Engineering Transfer - Certificate

CHEM 120 Chemistry for Engineering is a one-semester general chemistry course fulfilling the chemistry requirement for transfer into engineering programs, emphasizing aspects of physical chemistry. The course begins with thermochemistry, followed by classical and quantum mechanical concepts used to discuss atomic and molecular structure. The course continues with an investigation of gases, and consideration of the intermolecular forces in liquids and solids. An investigation of reaction rates (kinetics) is followed with the principles of equilibria applied to pure substances and aqueous solutions of acids, bases and salts. The laws of thermodynamics applied to chemical systems are introduced. The course concludes with a unit on electrochemistry. The lab work stresses scientific observations and measurements using chemical syntheses and quantitative analyses.
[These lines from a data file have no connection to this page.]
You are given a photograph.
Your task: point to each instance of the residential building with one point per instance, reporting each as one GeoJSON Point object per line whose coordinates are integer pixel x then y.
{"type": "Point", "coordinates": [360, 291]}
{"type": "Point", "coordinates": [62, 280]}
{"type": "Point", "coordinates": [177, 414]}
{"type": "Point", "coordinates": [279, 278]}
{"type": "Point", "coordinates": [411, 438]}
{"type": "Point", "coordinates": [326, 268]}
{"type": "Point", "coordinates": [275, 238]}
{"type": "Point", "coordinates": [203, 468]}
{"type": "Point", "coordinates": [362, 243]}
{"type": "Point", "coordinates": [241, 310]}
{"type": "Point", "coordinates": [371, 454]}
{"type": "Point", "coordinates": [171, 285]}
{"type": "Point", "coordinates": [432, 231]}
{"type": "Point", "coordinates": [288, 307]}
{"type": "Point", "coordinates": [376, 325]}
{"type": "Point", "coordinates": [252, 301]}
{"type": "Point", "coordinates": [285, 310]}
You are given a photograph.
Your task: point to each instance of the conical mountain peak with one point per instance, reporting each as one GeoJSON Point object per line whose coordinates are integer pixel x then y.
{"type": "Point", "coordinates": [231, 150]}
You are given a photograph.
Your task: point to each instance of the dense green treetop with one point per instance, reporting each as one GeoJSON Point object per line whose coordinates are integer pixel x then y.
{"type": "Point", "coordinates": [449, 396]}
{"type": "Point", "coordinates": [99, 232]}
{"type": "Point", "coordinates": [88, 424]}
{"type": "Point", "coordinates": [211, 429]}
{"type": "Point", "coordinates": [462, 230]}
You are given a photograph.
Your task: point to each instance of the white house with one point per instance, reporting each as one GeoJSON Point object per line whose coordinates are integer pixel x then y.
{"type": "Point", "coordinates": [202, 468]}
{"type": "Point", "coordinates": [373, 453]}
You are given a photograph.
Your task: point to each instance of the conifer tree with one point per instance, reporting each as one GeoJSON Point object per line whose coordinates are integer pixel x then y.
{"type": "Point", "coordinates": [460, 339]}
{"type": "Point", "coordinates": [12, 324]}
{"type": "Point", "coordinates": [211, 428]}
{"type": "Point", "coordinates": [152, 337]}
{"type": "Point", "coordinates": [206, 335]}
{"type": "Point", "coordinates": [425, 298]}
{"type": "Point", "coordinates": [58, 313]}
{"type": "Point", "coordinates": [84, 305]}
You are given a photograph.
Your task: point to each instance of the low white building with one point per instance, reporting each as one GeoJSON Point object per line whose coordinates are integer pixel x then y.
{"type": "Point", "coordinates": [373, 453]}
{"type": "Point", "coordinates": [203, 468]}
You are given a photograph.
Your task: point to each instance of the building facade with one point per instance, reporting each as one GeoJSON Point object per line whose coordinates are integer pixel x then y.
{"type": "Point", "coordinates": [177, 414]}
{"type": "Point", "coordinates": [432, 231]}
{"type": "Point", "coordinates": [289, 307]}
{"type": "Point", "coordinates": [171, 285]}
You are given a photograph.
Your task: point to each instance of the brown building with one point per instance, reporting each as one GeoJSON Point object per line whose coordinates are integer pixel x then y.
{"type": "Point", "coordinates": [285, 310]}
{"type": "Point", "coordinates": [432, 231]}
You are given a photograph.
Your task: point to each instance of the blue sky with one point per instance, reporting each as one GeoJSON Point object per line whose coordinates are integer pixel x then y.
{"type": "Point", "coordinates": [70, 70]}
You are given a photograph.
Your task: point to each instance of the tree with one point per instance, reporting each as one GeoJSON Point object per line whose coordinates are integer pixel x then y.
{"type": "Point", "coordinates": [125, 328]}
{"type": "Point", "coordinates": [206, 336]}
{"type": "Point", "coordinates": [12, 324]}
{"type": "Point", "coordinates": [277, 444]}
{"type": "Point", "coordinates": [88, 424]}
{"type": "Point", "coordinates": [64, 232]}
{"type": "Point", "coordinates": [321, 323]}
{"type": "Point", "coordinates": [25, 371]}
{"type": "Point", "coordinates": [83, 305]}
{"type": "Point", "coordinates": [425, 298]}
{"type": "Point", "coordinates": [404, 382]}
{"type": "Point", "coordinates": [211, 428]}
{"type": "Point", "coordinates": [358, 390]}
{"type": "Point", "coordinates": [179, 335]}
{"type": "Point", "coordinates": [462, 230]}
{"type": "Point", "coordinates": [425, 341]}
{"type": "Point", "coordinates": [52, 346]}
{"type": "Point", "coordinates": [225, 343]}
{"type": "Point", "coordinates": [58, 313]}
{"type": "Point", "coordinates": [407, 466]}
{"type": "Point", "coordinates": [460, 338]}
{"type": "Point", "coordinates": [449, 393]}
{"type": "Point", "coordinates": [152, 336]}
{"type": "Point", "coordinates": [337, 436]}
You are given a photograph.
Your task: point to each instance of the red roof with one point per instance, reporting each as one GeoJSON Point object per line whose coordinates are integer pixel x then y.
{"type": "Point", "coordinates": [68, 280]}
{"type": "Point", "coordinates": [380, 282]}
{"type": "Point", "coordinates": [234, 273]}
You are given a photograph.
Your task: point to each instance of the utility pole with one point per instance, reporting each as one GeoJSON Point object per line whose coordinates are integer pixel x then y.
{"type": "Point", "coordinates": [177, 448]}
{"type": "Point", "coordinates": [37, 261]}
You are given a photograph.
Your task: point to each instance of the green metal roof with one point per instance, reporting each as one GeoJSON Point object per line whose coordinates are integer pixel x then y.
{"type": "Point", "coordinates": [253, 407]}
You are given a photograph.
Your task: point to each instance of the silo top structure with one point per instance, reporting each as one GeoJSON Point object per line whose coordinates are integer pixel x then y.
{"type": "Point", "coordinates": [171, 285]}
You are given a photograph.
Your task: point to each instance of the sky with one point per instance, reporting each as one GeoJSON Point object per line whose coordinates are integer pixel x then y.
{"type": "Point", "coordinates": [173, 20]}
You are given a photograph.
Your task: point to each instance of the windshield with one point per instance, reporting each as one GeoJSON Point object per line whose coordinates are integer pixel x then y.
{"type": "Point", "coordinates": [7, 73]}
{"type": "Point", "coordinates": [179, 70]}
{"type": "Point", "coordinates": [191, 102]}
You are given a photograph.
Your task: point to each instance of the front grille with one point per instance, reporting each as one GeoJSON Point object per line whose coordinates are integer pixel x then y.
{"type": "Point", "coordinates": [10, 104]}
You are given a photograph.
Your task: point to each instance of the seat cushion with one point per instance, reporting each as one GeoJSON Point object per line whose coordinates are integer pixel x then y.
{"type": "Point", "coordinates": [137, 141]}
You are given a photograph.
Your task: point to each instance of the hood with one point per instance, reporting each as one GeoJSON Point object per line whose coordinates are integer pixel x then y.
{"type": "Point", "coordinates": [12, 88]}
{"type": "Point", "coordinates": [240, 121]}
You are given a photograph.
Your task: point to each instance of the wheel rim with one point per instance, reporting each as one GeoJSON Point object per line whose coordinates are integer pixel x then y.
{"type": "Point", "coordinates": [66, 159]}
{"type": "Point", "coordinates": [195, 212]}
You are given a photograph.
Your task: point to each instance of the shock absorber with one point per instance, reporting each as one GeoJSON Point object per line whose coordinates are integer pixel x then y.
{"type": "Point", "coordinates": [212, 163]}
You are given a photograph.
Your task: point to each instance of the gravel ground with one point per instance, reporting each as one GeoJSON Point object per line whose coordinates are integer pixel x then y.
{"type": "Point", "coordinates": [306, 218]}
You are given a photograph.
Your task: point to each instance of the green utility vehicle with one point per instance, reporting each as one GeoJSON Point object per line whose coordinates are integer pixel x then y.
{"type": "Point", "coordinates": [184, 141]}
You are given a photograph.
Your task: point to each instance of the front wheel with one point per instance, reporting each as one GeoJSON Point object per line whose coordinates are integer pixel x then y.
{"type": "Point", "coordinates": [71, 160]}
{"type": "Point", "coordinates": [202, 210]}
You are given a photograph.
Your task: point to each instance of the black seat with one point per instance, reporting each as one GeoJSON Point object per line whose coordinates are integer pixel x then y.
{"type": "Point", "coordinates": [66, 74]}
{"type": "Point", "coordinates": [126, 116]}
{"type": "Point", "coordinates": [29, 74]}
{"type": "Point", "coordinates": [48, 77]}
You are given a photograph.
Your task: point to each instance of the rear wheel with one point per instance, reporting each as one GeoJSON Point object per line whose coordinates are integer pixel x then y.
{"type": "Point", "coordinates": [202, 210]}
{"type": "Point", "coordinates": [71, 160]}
CPSC 100 Introduction to Computer Programming I is an introductory object-oriented (OO) programming course with emphasis on basic programming constructs, algorithms, program design, and good programming practices. This course will introduce a high-level language to illustrate programming basics. Students will develop and test small OO programs which loop, make decisions, access arrays, define classes, instantiate objects, and invoke methods.

ENGL 110 College Composition is about thinking and writing. You will learn how to develop and express informed opinions on issues that matter. You will also learn about research, editing, and expository and persuasive academic writing forms.

ENGR 100 Engineering Design and Communication I is an introduction to the principles of engineering design, engineering drawing and sustainable practice. This knowledge will be applied to practical projects to be undertaken by teams of learners. Learners experience integrated development and demonstrate writing, research, design and presentation skills through research and a design project.

ENGR 100 is a requirement for all students completing the First-Year Engineering Transfer program.

ENGR 101 Engineering Design and Communication II integrates instruction and activities in technical communications (written and oral) with engineering design. The learner will be introduced to fundamental principles and practical aspects of mechanical, electrical, and software engineering and will apply this knowledge in developing and implementing designs. The design methodology first covered in the ENGR 100 Engineering Design and Communication I course will continue to be developed. Learners will work in teams to execute a design project. Major written assignments will be based primarily on the design work done in this course.

MATH 101 Calculus II is a sequel to Math 100 for students who wish to major in science, math or engineering and includes the definite integral, applications of the definite integral to volume, arc length and surface area of revolution; inverse trig functions; techniques of integration; improper integrals; parametric equations and polar coordinates; linear first order differential equations; and an introduction to infinite series; convergence and power series; Taylor Polynomials.

Math 221 Introductory Linear Algebra. Topics covered in the course include the solution of systems of linear equations through Gaussian elimination; matrices and matrix algebra; vector spaces and their subspaces; coordinate mappings and other linear transformations; eigenvalues and eigenvectors; similarity and diagonalization; and constructions involving inner products such as orthogonal projections, the construction of Gram-Schmidt bases and least-square approximations. Although the course devotes a substantial amount of time to computational techniques, it should also lead the student to develop geometrical intuitions, to appreciate and understand mathematical abstraction, and to construct some elementary proofs.

PHYS 105 Fundamental Physics II is a calculus-based survey of the basics of electromagnetism. This course is suitable for those interested in further study in the physical sciences and in engineering. Electricity and magnetism form the basis for all modern electrical devices we utilize today and design for the future. We first study electrostatics of particles and simple objects. Then we investigate circuits involving electrical devices such as resistors, capacitors, and inductors. We next study how electricity and magnetism interact with each other both in circuits and in waves. Finally we look at modern subjects in physics such as semiconductors or nuclear physics. These topics form a basis for future physical science and engineering courses.